Abstrafen oder Aufbauen? Die Nordkurve hat alles richtig gemacht!

Abstrafen oder Aufbauen? Die Nordkurve hat alles richtig gemacht!

25. Februar 2020 0 Von Susanne Hein-Reipen

Die Reaktion auf die deftige Heimpleite von Schalke 04 gegen RB Leipzig spaltet die königsblauen Gemüter: Die Nordkurve baute ihre Verlierer nach dem Schlusspfiff minutenlang wieder auf, für andere ist dieser Zuspruch für die „Versager“ genau der falsche Weg. Ein königsblauer Kommentar von Susanne Hein-Reipen…

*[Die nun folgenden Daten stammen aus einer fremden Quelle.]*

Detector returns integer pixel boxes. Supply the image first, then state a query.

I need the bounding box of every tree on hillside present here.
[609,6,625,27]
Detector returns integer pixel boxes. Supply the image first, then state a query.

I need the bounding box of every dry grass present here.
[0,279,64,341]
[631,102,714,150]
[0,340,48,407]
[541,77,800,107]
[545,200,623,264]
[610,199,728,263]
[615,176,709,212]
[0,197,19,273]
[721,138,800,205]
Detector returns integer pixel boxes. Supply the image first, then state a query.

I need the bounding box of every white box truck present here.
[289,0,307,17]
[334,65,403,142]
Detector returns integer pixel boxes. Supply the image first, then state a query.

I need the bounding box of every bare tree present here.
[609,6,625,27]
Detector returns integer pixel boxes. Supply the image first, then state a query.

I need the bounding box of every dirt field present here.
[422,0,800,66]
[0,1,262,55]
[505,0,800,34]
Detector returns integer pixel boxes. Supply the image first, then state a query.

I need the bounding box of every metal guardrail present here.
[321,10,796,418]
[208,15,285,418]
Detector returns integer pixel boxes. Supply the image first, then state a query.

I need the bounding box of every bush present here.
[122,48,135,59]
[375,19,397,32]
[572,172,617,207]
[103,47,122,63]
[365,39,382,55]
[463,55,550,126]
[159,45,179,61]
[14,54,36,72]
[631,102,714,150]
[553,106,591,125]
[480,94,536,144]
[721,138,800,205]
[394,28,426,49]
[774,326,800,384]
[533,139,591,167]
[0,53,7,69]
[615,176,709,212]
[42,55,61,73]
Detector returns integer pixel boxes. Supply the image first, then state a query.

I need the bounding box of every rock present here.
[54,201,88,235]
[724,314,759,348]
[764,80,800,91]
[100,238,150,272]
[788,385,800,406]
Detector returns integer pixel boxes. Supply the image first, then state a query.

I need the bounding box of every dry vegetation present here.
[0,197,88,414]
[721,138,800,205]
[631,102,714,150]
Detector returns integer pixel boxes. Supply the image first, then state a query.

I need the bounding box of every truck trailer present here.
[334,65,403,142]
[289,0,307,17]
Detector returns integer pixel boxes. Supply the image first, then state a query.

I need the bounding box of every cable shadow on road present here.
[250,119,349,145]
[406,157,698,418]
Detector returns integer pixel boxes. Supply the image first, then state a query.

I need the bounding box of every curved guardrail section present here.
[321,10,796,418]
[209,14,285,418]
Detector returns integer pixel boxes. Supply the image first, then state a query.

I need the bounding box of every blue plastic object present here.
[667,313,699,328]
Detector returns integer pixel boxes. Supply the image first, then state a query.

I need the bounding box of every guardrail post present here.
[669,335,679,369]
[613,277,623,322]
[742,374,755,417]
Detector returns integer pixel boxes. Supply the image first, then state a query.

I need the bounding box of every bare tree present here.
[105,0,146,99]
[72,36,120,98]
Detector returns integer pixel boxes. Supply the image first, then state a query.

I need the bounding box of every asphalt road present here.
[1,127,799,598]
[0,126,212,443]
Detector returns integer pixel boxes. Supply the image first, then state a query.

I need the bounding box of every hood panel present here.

Schon nach dem 0:3 wurde erkennbar, wie unterschiedlich die Zuschauer in der Veltins-Arena mit der sich abzeichnenden Klatsche gegen den ungeliebten Brauseclub umgehen: Auf den Sitzplatztribünen setzte eine massive Abwanderungswelle ein, so dass die Arena zum Abpfiff bereits halb geleert war.

Die Nordkurve hingegen stimmte zunächst den Mythos vom Schalker Markt, dann „Wir sind die Fans, die auch zu Dir steh’n, wenn Du verlierst“ und schließlich eine nicht einmal durch das 0:5 unterbrochene Dauerschleife von „Wir sind da, jedes Spiel, ist doch klar, ob ganz unten oder oben, scheißegal, wir sind da!“ an. Dieses Bekenntnis der Unterstützung gemischt mit zahlreichen Aufmunterungsrufen schallte auch der Mannschaft noch minutenlang entgegen, als sie sichtlich geknickt vor die Kurve trat.

https://www.facebook.com/sblondundblau/videos/186272082599307/
Trotz der 0:5-Klatsche: Kein böses Wort, kein Pfiff aus der Nordkurve…

Muss man „Versager“ noch feiern?!

Stellvertretend für die Mannschaft bedankte sich Jonjoe Kenny: „Unglaublich“ sei die Reaktion der Fans gewesen, „der Club und wir Spieler müssen uns immer wieder vor Augen führen, wie glücklich man sein muss, solche Fans zu haben!“. Auch sky-Experte Lothar Matthäus verlieh den Schalkefans die Note „Eins mit Sternchen“.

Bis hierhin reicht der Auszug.